I don’t believe you need a charismatic leader. Helen Clark was never charismatic but she was a decent manager and tactician and had integrity and won 3 terms. Bolger for the Natz had no charisma either.
Andrew Little is not as smart or tactical as Helen Clark, but maybe more able to push the fractious Labour MP’s together and get a more united middle ground and more consistent policy than previous post Clark leader’s?
“Andrew Little is not as smart or tactical as Helen Clark”
Disagree with you SaveNZ, look at what he has done and is doing. Andrew Little is extremely smart and tactical.
Yup ! 1000% agree Leftie.
I think we only have to look at how quickly he dealt to the rebel identitariat (I think that’s the new word for identity politics) to see just how smart and tactical he is.
That’s was a very quick quietening down re Willie J – and all done behind the scenes.
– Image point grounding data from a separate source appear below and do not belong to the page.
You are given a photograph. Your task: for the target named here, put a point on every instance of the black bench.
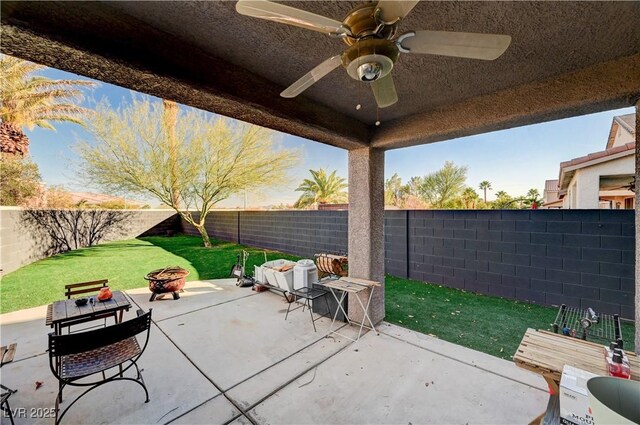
(75, 357)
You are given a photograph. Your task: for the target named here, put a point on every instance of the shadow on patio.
(223, 354)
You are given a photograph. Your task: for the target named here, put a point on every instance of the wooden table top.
(65, 310)
(547, 353)
(350, 284)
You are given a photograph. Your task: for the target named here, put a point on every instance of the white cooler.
(305, 274)
(283, 280)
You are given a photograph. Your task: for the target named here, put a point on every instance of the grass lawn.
(124, 263)
(489, 324)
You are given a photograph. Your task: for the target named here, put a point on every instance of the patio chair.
(79, 356)
(73, 289)
(6, 356)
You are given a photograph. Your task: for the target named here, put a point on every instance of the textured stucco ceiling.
(217, 52)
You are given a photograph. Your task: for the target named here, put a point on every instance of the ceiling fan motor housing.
(370, 59)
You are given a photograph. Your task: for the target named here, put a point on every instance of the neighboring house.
(604, 179)
(550, 198)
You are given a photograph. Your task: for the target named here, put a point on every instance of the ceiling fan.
(370, 32)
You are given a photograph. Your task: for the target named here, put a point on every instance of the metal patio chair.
(77, 356)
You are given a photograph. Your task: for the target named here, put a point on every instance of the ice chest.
(574, 398)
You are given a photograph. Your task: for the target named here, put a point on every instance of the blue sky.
(513, 160)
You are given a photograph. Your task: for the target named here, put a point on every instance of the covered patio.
(564, 60)
(223, 354)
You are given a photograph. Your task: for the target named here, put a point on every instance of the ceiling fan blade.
(392, 10)
(277, 12)
(308, 79)
(384, 91)
(457, 44)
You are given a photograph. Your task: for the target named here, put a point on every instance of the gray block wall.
(302, 233)
(582, 258)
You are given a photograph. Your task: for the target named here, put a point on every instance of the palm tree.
(484, 185)
(469, 197)
(322, 188)
(28, 100)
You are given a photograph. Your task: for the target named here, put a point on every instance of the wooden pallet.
(547, 353)
(7, 353)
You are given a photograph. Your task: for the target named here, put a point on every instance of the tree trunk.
(13, 140)
(204, 234)
(170, 119)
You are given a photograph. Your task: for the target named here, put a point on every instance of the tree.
(57, 197)
(19, 180)
(62, 230)
(485, 185)
(321, 188)
(441, 188)
(532, 196)
(413, 186)
(215, 158)
(28, 100)
(470, 198)
(503, 201)
(394, 191)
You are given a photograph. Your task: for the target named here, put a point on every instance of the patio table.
(547, 353)
(350, 285)
(66, 313)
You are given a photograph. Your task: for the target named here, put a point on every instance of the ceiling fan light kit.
(370, 32)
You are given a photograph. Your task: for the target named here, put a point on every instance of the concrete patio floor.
(223, 354)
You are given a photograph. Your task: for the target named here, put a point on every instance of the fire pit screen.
(170, 279)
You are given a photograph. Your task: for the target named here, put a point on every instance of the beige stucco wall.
(584, 188)
(18, 247)
(622, 137)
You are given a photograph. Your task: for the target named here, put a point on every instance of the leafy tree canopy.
(203, 161)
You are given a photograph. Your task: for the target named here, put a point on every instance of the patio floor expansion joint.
(204, 308)
(465, 363)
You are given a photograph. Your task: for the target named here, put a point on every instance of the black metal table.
(308, 294)
(66, 313)
(577, 322)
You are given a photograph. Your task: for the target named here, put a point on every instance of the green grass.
(124, 263)
(490, 324)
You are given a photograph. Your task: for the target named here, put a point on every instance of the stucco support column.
(366, 223)
(637, 303)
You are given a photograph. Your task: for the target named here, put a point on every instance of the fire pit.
(170, 279)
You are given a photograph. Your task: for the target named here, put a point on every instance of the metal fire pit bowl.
(170, 279)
And the other thing posters could be remembering is what Little said when he first took on the job – first year – sort out caucus, second year – sort out policy, third year – start campaigning. He’s done the first two, and he’s now starting on the third ….. and very few of you negative posters seem to see that.
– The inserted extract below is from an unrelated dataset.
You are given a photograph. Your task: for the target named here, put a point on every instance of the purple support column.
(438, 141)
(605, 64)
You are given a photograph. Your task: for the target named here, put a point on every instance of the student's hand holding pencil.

That’s a tactitian at work.
I know!! That was his plan that he clearly stated at the time, and he has followed it. Just look at how things are lining up for this coming election!! There is a lot of hard work going on, but it appears people are purposely blind, have very short memories, and are very quick to judge and would rather attack instead. It is so self defeating to the cause.
Hummm. This essay seems to be saying that the only way to victory in the great electoral farce we mistakenly describe as democracy is to gull more of the admass into believing some misbegotten phantasy about the brighter future as it will play out under Brand A or B and sundry associates from various minor parties.
That’s probably right but also extremely sad. Can the remains of the ‘Labour’ party purchase a more effective ad agency than the ever well-funded Nats? Dubious. The right always has a simpler task, merely destroy the left or at least keep it out of power. Every now and then the permanent opposition gets in after National Party malfeasance or plain old bungling incompetence. But can Labour ever win an election again under its own steam with ideas that appeal to enough voters? I’m waiting but not holding my breath.
But then the entire poltical debate as we know it is based on coming up with erroneous answers to silly questions. Why do I need to know that Angry has a son playing rugby? May well be a negative indicator for many voters. Why share on his health issues? Where does Labour stand on RONS? Where does Labour stand on anything apart from issues of sexual identity (surely one of the most boring issues in the tale of the universe?)
Perhaps they are as morally bankrupt as the dominant party in power at present. So given the widespread moral bankruptcy and complete obfuscation about any crucial issues, why not just vote for the wallet and the Nats can sweeten that at least for now. The pork barrel is all good and all on the never never. We’ll be dead when the bill comes due. Too bad for you grandies.
And Winston Peters as ‘kingmaker’ yet again? Pass the sickbag. Obviously the votership can’t be culled but puhleaze?!! Try to get a grip people??!